É sabido que a qualidade dos rivais nos tendem a puxar para cima. Em Liverpool, além da rivalidade ser levada muito a sério entre os principais clubes da cidade, a qualidade do Liverpool deveria, neste momento, elevar a qualidade de jogo do Everton e, consequentemente, dos seus resultados. Um treinador que consiga explorar essa dinâmica na perfeição poderá retirar bons resultados disso mesmo e levar a que os seus jogadores rendam ainda mais em função dessa vertente competitiva.

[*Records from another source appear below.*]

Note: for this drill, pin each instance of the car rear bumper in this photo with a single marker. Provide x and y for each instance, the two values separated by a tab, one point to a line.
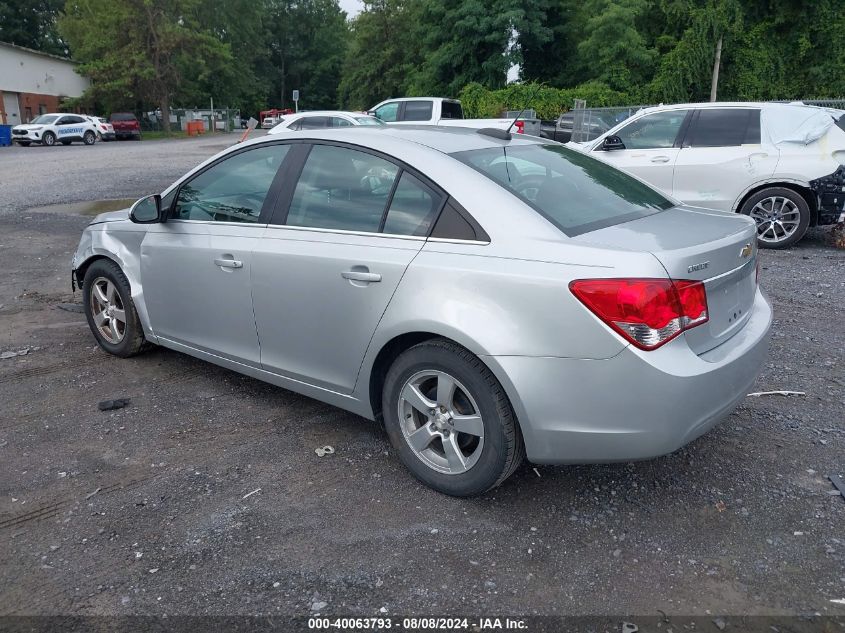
636	405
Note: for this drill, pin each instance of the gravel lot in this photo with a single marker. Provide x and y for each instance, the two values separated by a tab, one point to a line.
146	510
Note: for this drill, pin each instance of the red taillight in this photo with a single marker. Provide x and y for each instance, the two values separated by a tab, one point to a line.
646	312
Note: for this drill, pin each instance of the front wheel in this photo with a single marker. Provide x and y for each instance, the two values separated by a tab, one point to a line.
782	216
110	310
450	420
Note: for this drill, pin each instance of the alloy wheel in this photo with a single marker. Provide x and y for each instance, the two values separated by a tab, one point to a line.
441	422
108	310
777	219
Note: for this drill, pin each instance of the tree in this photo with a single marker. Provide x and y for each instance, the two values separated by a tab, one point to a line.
381	59
32	23
152	51
307	40
613	48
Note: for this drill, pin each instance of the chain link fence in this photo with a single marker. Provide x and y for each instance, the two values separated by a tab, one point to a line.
219	119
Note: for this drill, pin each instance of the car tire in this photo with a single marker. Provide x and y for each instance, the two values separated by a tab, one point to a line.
782	216
106	293
456	462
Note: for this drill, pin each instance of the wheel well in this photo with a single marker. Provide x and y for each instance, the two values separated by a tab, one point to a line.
804	192
83	268
384	359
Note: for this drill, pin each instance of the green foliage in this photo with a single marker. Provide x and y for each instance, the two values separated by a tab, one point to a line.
142	51
479	102
32	23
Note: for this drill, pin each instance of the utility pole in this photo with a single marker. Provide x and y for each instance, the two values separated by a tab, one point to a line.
714	84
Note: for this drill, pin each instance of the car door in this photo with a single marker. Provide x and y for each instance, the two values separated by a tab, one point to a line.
721	157
651	146
70	128
196	267
331	259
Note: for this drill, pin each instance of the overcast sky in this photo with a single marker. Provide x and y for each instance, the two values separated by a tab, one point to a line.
351	6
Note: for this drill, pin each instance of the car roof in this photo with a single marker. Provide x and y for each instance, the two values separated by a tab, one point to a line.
443	139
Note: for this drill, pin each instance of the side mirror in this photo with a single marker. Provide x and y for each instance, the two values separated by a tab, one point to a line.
147	210
611	143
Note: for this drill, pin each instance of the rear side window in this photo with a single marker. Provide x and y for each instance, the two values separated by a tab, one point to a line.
412	209
388	112
417	111
451	110
342	188
232	190
575	192
653	131
727	127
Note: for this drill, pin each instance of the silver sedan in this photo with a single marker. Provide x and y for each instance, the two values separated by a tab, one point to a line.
488	298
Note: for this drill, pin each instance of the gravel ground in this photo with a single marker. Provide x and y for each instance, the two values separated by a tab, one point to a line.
205	496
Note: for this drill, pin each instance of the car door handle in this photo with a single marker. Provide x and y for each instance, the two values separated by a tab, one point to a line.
357	275
229	263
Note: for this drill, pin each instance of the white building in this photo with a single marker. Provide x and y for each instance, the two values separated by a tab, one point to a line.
32	83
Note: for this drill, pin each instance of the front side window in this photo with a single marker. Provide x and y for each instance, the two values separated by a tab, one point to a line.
653	131
575	192
389	112
234	189
417	111
727	127
342	188
412	209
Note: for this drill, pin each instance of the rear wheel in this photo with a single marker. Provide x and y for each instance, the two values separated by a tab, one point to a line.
450	420
782	216
110	310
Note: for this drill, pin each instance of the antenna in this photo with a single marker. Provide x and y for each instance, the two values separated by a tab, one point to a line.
505	135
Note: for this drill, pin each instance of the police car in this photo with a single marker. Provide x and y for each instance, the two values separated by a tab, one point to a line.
49	129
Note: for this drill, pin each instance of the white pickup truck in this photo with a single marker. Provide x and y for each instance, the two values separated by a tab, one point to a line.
440	111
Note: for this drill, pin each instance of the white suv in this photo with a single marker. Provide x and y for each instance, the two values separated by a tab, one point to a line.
782	164
49	129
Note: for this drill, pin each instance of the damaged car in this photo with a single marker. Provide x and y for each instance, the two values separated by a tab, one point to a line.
779	163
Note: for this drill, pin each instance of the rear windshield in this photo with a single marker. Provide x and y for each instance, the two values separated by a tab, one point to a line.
451	110
369	120
575	192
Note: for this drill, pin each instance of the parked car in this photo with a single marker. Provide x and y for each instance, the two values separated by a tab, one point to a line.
49	129
561	129
125	125
322	119
105	130
440	111
781	164
486	298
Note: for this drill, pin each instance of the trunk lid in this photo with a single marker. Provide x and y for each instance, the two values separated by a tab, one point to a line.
717	248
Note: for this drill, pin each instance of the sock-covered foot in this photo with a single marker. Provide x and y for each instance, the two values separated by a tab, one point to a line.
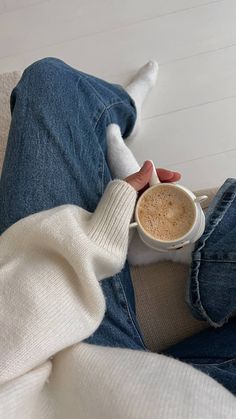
140	86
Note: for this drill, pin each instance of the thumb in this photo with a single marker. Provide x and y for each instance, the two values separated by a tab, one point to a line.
140	179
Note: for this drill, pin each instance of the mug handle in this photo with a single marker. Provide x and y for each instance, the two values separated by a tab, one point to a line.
154	178
133	225
201	198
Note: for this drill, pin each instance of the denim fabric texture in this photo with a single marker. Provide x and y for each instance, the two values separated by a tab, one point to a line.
211	290
56	155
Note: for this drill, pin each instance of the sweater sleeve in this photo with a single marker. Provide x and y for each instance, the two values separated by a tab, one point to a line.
50	263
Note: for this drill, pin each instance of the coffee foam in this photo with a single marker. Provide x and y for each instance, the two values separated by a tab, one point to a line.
166	213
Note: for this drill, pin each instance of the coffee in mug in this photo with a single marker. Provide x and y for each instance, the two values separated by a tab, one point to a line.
166	213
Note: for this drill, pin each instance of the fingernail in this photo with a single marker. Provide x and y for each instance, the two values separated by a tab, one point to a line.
148	165
169	174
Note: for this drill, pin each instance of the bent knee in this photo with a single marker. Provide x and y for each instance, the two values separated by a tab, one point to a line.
45	70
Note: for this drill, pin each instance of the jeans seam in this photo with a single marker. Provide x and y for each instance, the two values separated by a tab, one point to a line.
107	109
130	317
216	364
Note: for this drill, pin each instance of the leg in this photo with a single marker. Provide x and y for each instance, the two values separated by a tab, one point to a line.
56	154
211	293
212	351
211	288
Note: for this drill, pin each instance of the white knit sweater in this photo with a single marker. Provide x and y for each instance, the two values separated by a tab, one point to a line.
51	300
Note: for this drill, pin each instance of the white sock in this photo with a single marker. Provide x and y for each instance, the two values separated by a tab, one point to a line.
140	86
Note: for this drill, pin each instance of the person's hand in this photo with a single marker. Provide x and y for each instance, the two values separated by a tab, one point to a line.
140	180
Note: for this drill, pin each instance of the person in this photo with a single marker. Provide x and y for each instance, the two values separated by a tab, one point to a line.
56	155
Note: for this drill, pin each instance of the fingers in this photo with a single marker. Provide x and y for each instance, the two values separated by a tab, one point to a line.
168	175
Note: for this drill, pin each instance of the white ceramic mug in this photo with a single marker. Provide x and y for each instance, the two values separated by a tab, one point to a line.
191	236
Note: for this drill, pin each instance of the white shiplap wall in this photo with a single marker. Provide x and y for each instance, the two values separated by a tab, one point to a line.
189	120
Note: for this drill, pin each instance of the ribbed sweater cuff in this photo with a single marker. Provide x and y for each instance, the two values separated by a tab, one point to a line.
109	224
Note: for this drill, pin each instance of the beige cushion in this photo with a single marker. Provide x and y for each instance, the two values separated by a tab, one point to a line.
163	315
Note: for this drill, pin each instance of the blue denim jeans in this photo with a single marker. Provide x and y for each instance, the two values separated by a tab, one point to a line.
56	155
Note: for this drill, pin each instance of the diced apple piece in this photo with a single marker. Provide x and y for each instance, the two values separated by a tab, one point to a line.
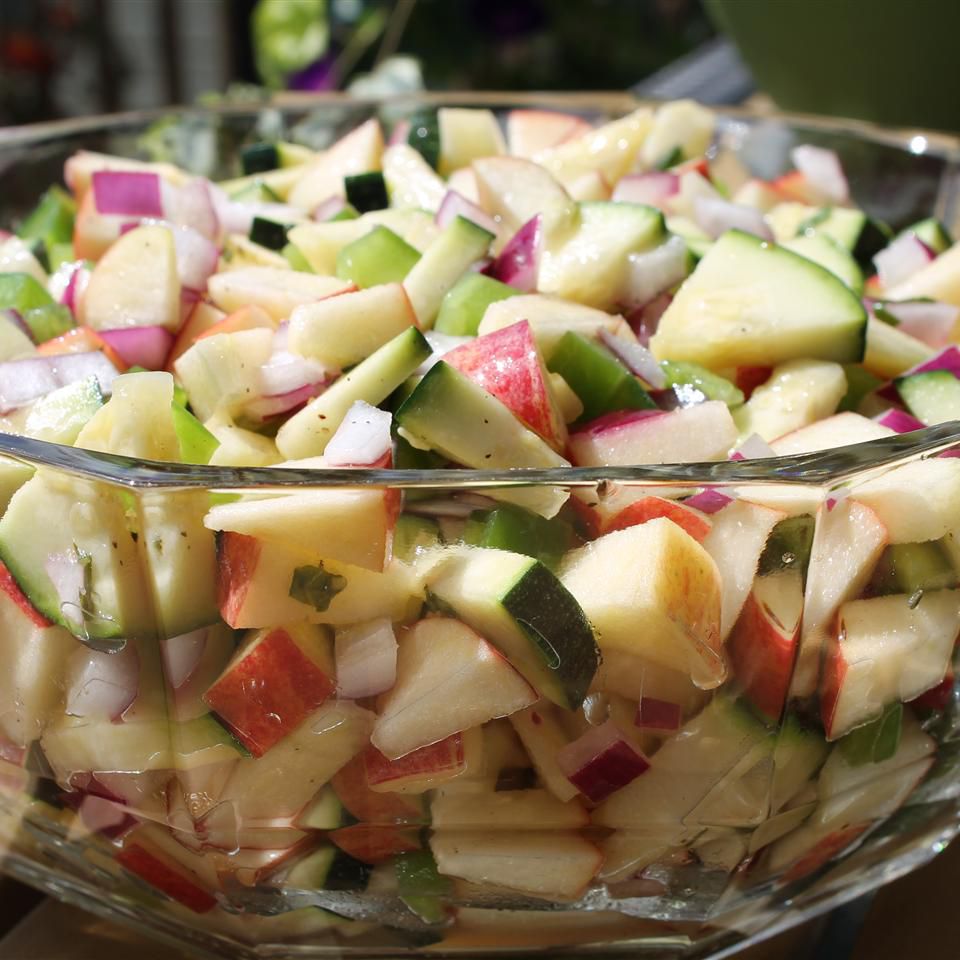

Se José Mourinho se tornou famoso por diversos motivos, entre eles estará, sem margem para dúvidas, a forma como motiva a sua equipa em função do adversário e do seu rival mais próximo. Com o tal o ‘projeto’ Everton, em comparação com o do Tottenham, cuja luta com o Arsenal parece ser mais comercial que histórica, este poderá ser mais ao gosto do treinador português e a fase em que este se encontra na sua carreira.

Tendo em conta que José Mourinho, desde a saída do United, se manteve em Inglaterra, comentando para a televisão inglesa e que, veio a público, terá rejeitado uma proposta do Olympique Lyonnais (nas palavras do seu presidente Jean-Michel Aulas, Mourinho não aceitou a proposta do clube francês visto já ter escolhido o seu próximo clube a treinar) e tendo conta o facto de Mourinho se sentir como peixe na água em Inglaterra e não esconder a sua admiração pelo campeonato britânico, é muito provável que um dos dois clubes ingleses seja mesmo o próximo destino do consagrado técnico português.

O tempo, que já não será muito para ambos os treinadores em questão, dir-nos-á se estas hipóteses se colocam e se os pontos que referimos acima poderão ser equacionados no regresso de José Mourinho ao trabalho como treinador de futebol.